If this sounds familiar, don’t panic. You’re not alone. This happens. It often takes 6-10 months for the founding team to hire their first few employees. “Hiring” is best segmented into two problems:
Scouting. As a CEO you’re a college basketball scout, hunting for the next Kobe Bryant. You need to spend a lot of time proactively meeting athletes. Most won’t be good or won’t be immediately free to transfer to your team. But at some point this will pay off.
Screening. Systematically handling the inbound flow. Building a perfect water filter for qualifying talent.
You need to get great at both of these in order to win. Here’s how:
1. Build a time allocation system. You’re thinking a lot about hiring, but you’re spending your time fighting other fires. Look at last week’s calendar. What fraction of the events were interviews? If you’re the CEO, it should be at least half. Talent is always the important, but not urgent goal. If you don’t forcefully prioritize it, it will slip. The trick is not to rely on willpower. Build a system. Work with an external entity (executive assistant, a recruiter, etc) to drive your schedule and flood you with interviews.
2. Hero Interviews. Here’s a trick: you can interview anyone, even people you have no business hiring. Think to yourself: “Who are the top 10 people in the world I’d love to work with?”. Write those names down. Go meet them. Get a sense for what excellence is like. Once in a blue moon, you’ll be able to hire these “Heroes”. Even if not, you’ll properly calibrate yourself.

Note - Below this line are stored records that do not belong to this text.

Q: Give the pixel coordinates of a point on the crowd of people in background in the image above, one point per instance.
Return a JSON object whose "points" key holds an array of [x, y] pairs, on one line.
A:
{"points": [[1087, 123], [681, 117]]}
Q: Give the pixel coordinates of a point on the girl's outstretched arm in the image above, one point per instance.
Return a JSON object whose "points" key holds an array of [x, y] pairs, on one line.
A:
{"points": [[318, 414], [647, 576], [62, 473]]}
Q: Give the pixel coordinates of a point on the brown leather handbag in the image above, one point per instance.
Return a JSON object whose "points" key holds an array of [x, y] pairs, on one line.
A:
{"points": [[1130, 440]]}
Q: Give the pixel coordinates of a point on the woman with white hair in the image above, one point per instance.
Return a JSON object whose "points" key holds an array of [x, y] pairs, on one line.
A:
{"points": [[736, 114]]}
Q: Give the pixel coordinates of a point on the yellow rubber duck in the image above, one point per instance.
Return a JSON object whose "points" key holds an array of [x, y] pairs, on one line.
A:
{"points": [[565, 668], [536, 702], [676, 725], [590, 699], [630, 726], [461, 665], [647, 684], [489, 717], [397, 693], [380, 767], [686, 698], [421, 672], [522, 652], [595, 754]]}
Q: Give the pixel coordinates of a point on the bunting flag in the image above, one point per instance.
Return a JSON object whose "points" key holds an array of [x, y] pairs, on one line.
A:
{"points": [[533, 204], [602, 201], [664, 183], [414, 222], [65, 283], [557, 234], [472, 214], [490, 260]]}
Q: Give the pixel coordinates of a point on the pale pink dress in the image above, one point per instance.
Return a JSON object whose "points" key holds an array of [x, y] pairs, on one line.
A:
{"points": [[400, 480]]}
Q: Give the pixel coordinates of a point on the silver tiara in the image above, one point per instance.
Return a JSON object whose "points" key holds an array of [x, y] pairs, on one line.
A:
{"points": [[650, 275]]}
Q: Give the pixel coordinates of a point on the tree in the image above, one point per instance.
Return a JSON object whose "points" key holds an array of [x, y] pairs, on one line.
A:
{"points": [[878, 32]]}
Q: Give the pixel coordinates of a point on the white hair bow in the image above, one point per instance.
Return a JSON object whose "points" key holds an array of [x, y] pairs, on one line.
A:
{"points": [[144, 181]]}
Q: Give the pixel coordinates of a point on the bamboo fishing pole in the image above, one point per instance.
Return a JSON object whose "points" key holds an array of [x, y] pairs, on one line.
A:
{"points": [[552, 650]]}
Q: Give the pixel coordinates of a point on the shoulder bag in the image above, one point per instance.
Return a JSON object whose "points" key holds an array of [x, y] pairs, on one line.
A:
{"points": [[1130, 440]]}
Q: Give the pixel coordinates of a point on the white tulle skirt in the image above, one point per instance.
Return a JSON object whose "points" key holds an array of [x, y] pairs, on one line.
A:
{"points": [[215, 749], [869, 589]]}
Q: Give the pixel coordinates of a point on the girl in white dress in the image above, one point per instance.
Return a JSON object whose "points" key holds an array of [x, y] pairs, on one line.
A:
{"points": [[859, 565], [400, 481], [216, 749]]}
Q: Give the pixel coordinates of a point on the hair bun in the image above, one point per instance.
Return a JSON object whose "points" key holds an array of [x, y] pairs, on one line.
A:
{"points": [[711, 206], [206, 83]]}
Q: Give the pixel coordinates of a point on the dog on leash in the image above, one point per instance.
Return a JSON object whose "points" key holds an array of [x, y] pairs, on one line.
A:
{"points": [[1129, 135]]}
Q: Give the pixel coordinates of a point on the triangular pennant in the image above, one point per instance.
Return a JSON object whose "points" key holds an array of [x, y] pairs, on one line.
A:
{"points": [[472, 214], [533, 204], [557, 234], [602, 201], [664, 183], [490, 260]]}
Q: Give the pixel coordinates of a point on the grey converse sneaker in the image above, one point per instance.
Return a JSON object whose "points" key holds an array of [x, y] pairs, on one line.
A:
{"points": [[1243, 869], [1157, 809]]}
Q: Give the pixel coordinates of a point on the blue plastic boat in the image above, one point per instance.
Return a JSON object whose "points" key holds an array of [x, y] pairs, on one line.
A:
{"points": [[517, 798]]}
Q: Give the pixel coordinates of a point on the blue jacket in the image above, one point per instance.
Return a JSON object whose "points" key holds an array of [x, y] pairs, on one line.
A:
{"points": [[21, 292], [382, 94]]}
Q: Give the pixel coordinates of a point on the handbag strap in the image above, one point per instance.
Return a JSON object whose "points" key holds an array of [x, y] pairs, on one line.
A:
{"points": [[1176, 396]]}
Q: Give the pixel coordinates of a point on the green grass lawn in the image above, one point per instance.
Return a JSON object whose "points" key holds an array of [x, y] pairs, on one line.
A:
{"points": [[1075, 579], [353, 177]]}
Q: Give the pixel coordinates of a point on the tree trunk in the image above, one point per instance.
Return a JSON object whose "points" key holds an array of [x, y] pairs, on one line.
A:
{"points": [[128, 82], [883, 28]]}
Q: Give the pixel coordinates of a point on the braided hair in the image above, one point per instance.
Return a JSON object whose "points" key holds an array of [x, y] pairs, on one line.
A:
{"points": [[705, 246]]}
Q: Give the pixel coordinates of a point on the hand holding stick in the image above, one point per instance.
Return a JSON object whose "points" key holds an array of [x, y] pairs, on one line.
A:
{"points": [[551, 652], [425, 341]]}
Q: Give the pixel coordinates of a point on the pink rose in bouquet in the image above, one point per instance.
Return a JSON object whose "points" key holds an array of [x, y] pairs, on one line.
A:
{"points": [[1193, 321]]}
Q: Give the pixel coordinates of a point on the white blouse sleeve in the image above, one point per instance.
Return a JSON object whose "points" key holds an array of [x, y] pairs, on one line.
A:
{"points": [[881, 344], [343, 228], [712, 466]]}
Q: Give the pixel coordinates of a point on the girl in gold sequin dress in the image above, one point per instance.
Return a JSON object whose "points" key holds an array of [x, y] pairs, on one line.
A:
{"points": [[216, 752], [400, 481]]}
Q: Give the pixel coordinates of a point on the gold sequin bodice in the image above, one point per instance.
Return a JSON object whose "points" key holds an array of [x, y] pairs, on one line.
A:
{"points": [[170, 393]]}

3. Don’t decide until you’ve built a dataset. A very common mistake is not interviewing enough great people. Interviewing has a second purpose: you’re enriching your dataset. You need many examples of what “great” feels like. It’s hard to get that from books and words. But the mind is great at “building indexes” from in-person interactions.
When you interview, you’ll often think: “This person reminds me of X”, which then prompts you to recall your experiences with X (this can lead to negative bias, too. It’s a powerful tool!). Increase the breadth of your search corpus by interviewing people, even if you can’t really hire them. This also free advertising for your company, and a great time to practice your pitch.
4. References. You might be introverted, preferring a small amount of strong ties to many weak ties. But nothing — nothing — is more effective for filtering than references. The best references are people that you know. My trick is to think about this almost as a market: honest critical feedback comes at social cost, and you won’t be able to afford it if you don’t have a prior relationship with the reference. This is another good reason to do “Hero Interviews”. You might not hire them, but you’ll find they become valuable references in time.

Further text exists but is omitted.